Lecturer in Film Production

  • Academic
  • Creative Education
Dr Mario Hamad

Mario is an independent filmmaker and genocide studies scholar. He teaches year 1 filmmaking on the BA Film Production programme at Farnham on both the documentary and fiction units, including 16mm filmmaking. A proficient director, cinematographer, editor, colourist and guerrilla style producer, he advocates a fiercely independent and self-reliant form of film practice, nurturing learners towards experimentation and artistry in craft and the development of their conceptual thinking.

Dr Mario Hamad

Bio

Engaged in an activist and expanded film practice, Mario holds a PhD in militant cinema and the study of 21st century genocide— a qualification he gained in 2019 following his research under the guidance and supervision of veteran British experimental filmmaker and original London Filmmakers’ Co-op member Professor William Raban, and political film practitioner Dr. Brad Butler.

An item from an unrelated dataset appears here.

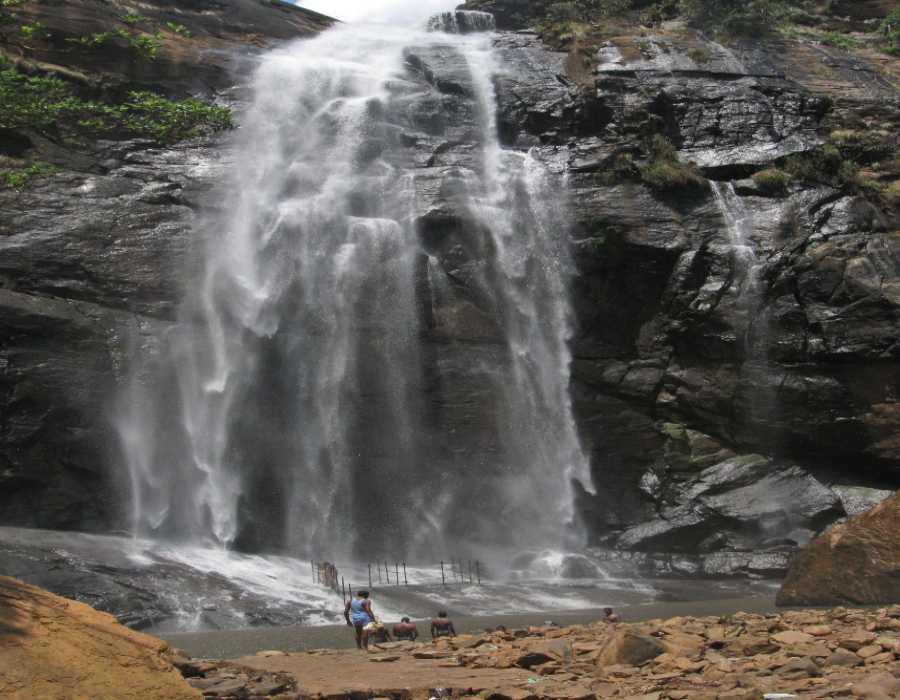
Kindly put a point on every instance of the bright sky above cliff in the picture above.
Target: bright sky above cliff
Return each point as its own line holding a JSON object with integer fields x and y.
{"x": 378, "y": 10}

Prior to joining UCA, Mario was a Visiting Practitioner at the London College of Communication—University of the Arts London, where he taught experimental and political film.  He is a participant in the cross-institutional Committee on Activism, and the founder of Wujoud Collective (a gathering of Levantine civil society activists involved in the creation of audio-visual interventions as political action against tyranny).  His film-based work has been exhibited, installed and presented at conferences, festivals and art galleries throughout the UK, Europe and the Arab world, including the Senesi Contemporanea in London's Mayfair; the Screen Research Forum at London College of Communication; the Sciences Po - Université de Lille as part of the Annual Conference on Political Economy; the Moving Image Research Centre at the University of East London; the 51 Zero festival in experimental film; the Obskura festival of analogue film in Rennes, France; the Cabriolet Film Festival in Beirut, Lebanon; and the Arab Screen film festival in Benghazi, Libya.  His moving image and photographic portfolio also comprises collaborations with emerging talents in the fashion and music industries— most notably designer Chensy Guan and hip hop artist Daichi Yamamoto— and have premiered at the BAFTA-qualifying Aesthetica Short Film Festival (2017; 2019) and the London Short Film Festival (2018).

View work:

Research statement

Mario’s practice-based research comprises intermedial experimentation in strategies of audio-visual resistance situated at the intersection of genocide studies and militant/activist audio-visual practice and Expanded Cinema.  With a specific focus on genocide and resistance in Syria post 2011, his research interests incorporate the subjects of embodied resistance and knowledge; the absence of image in the formulation of narrative; dehumanisation campaigns and disinformation; internationalised genocide and the outsourcing of propaganda; Theatre of the Oppressed; Theatre of Cruelty; affect and the politics of participation, provocation, intervention, imposition and bearing witness; and the study of militant and activist film movements from around the world. 

Writing:

Audio-visual:

  • A Reasonable Argument - film. 2018. Duration: 01:46
  • Statues - film/installation. 2018. Duration: 03:06

An incongruity of narratives— one expressed visually and corporeally, via photographs that document a "die-in" protest by Syrian human rights activists; the other expressed verbally via the soundtrack of a collection of edited speeches by an infamous political figure in the UK.

Documents a silent protest staged by Syrian democracy activists outside the Russian consulate in London. Embodies the concept of "wujoud" in its purest form: the physical presence of Syrian democrats standing outside the property of a foreign power that is attempting to erase them and their legacy from existence.

  • (im)position - video installation. 2017.
  • Testimony of a Former Detainee - film. 2017. Duration: 08:06

Makes use of found atrocity footage and a mirror, compelling its audience to question their own position (physically, politically and metaphorically) to the atrocity crime they witness in a projected video.

Takes the concept of the "absent image" to a literal extreme, presenting its audience with several minutes of black screen accompanied by the voice of a Syrian democrat recounting his experiences of imprisonment in a Syrian regime dungeon.

  • The Propagandist - film. 2017. Duration: 26:05

A methodical debunking of pro-Assad propagandist and self-proclaimed independent journalist Eva Bartlett, that responds to her December 2016 press conference at the United Nations as part of a delegation represented by the Syrian regime’s permanent mission.

Professional Membership, Affiliation and Consultancy

  • Arts Council England. DYCP grant. Awarded 2021.